Location: Crop Bioprotection ResearchTitle: Iturinic lipopeptide diversity in the Bacillus subtilis species group – important antifungals for plant disease biocontrol applications
Submitted to: Frontiers in Microbiology
Publication Type: Peer Reviewed Journal
Publication Acceptance Date: 7/22/2019
Publication Date: 8/7/2019
Citation: Dunlap, C.A., Bowman, M.J., Rooney, A.P. 2019. Iturinic lipopeptide diversity in the Bacillus subtilis species group – important antifungals for plant disease biocontrol applications. Frontiers in Microbiology. 10:1794. https://doi.org/10.3389/fmicb.2019.01794.
Interpretive Summary: ARS researchers from Peoria, IL screened the genomes of hundreds Bacillus strains for their ability to produce important crop protection compound, known as iturinic lipopeptides. Iturinic lipopeptides are a group of six antifungal compounds found in Bacillus strains and common in strains commercialized for control of fungal plant diseases. This study provides the first systematic study of their diversity and taxonomic distribution. This study will allow us to better understand these beneficial microbes and the bioactive compounds they produce. This research benefits U.S. farmers and consumers that rely on these products to control plant diseases.
Technical Abstract: Iturins and closely related lipopeptides constitute a family of antifungal compounds known as iturinic lipopetides that are produced by species in the Bacillus subtilis group. The compounds that comprise the family are: iturin, bacillomycin D, bacillomycin F, bacillomycin L, mycosubtilin and mojavensin. These lipopeptides are prominent in many Bacillus strains that have been commercialized as biological control agents against fungal plant pathogens and as plant growth promoters. The compounds are cyclic heptapeptides with a variable length alkyl sidechain, which confers surface activity properties resulting in an affinity for fungal membranes.

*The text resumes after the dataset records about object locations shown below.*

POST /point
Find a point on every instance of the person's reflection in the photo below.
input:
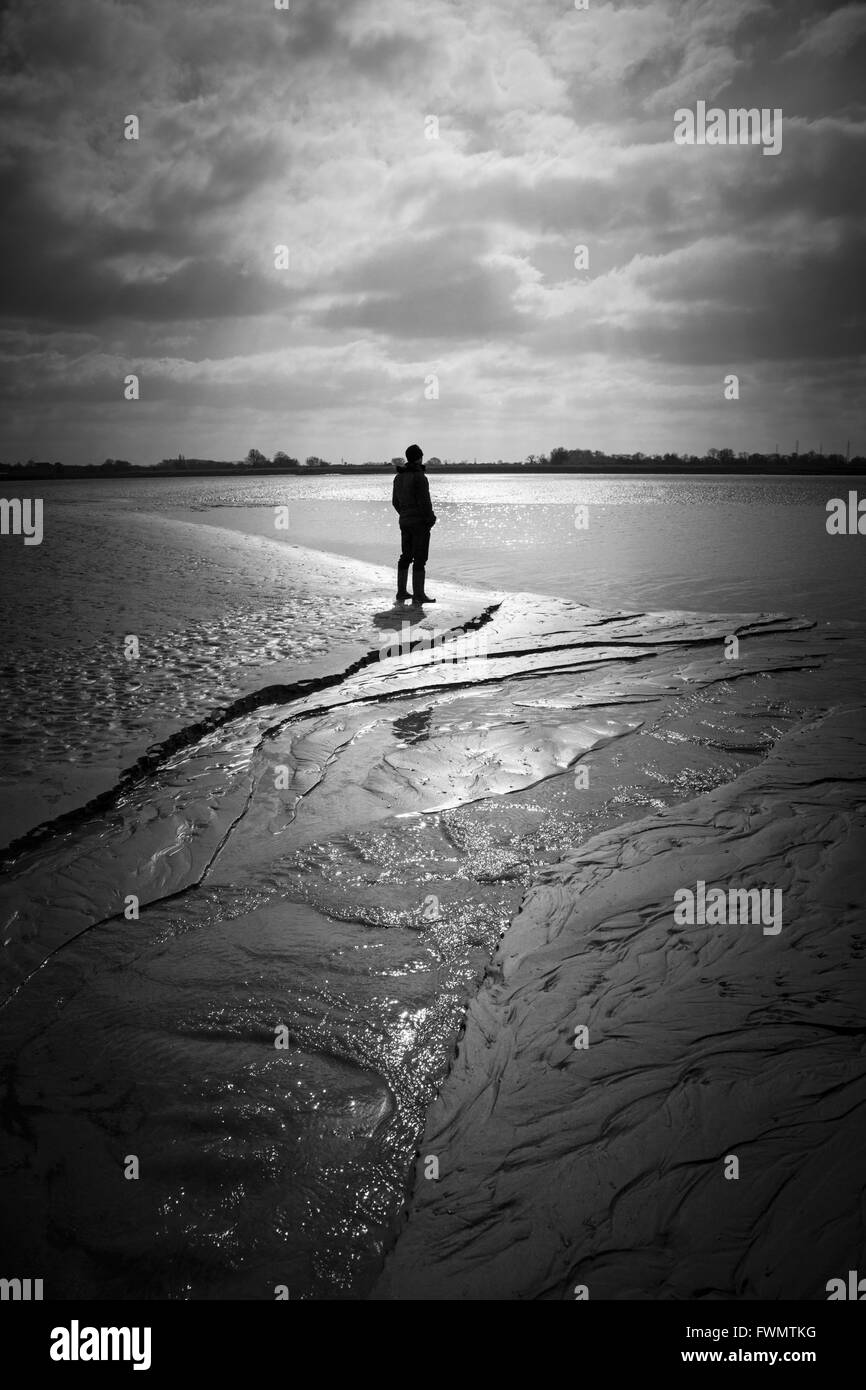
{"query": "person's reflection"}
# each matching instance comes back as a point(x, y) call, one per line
point(413, 727)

Above a certain concentration, enough molecules enter the fungal cell membrane to create a pore in the cell wall, which leads to loss of cell contents and cell death. This study identified 330 iturinic lipopeptide clusters in publicly available genomes from the Bacillus subtilis species group. The clusters were subsequently assigned into distinguishable types on the basis of their unique amino acid sequences and then verified by HPLC MS/MS analysis. The results show some lipopeptides are only produced by one species, whereas certain others can produce up to three. In addition, four species previously not known to produce iturinic lipopetides were identified. The distribution of these compounds among the B. subtilis group species suggests that they play an important role in their speciation and evolution.